Having had some success with this visualization I wanted to try it with the missions and missionary women. But I couldn’t get it to show what I wanted. I was still too hung up on mappy maps.

 

 

 

 

It wasn’t until I talked to Andy Famiglietti, one of the Digital Scholarship co-ordinators at Bucknell, that I realized that I had to think of maps that weren’t maps. I had to remove the “geo” from my spatial thinking to visualize these relationships. This was not easy for me; really, really not easy. I had tried working with Gephi before, but it was only once Andy explained to me the fundamental rule of thinking about networks as relationships between two entities (not three, not four) that I understood why my attempts to date had failed. So, modifying the data, stripping it down to the “edges” of people and places, we were able to visualize what I had been looking for and trying to express in my chapter.

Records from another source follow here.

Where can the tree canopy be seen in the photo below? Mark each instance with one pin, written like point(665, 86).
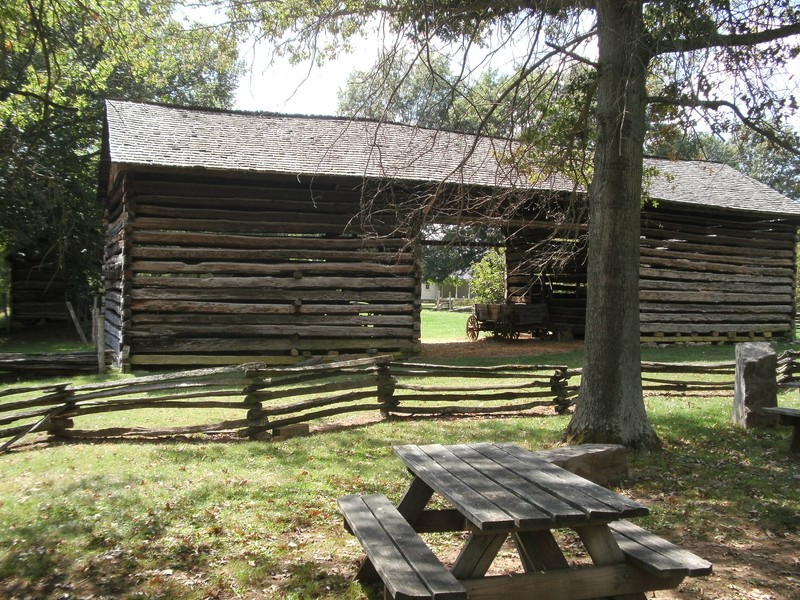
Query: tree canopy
point(59, 61)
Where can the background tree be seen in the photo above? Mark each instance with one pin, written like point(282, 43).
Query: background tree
point(684, 59)
point(488, 278)
point(58, 60)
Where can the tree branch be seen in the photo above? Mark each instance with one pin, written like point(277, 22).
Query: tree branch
point(716, 40)
point(766, 132)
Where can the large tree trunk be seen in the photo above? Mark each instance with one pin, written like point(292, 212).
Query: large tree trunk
point(611, 406)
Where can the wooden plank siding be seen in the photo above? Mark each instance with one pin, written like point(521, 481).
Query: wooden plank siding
point(703, 278)
point(716, 277)
point(219, 270)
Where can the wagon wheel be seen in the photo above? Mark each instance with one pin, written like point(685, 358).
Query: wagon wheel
point(473, 327)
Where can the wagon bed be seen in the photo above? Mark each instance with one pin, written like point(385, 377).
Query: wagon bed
point(508, 320)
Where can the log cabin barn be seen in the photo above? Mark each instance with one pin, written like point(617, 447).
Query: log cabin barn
point(235, 237)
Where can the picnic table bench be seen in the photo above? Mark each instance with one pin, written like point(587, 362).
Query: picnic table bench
point(791, 417)
point(497, 491)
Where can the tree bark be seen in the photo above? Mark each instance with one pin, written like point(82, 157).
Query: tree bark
point(611, 408)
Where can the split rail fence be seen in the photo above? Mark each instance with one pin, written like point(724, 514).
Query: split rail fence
point(250, 400)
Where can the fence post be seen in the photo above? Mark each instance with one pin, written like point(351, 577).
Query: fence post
point(386, 385)
point(558, 385)
point(63, 419)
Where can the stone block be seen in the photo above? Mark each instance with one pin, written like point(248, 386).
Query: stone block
point(756, 384)
point(604, 464)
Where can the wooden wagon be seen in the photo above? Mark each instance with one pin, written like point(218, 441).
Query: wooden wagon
point(508, 320)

Screenshot 2014-04-02 15.15.16
Gephi produced network analysis of relations between Moravian women missionaries in the mid-Atlantic

It was truly a “eureka” moment. Yes, it is not the most elegant, or beautifully rendered visualization. But it showed what I wanted it to show, the strength of relationships between these women and their places of agency.

 

 

Curious to see how Palladio might represent this same data I fiddled around that night and came up with another, different, visualization of these people and places.

 

palladio visualization article
Using Palladio to visualize relations between Moravian women and mission place

Again, it is not beautiful and I have not fully explored the capacities of Palladio, but it is a beginning. A beginning of mapping without maps, of being able to render visible what has been invisible to date, namely, the strong network of women’s lives in the history of this place.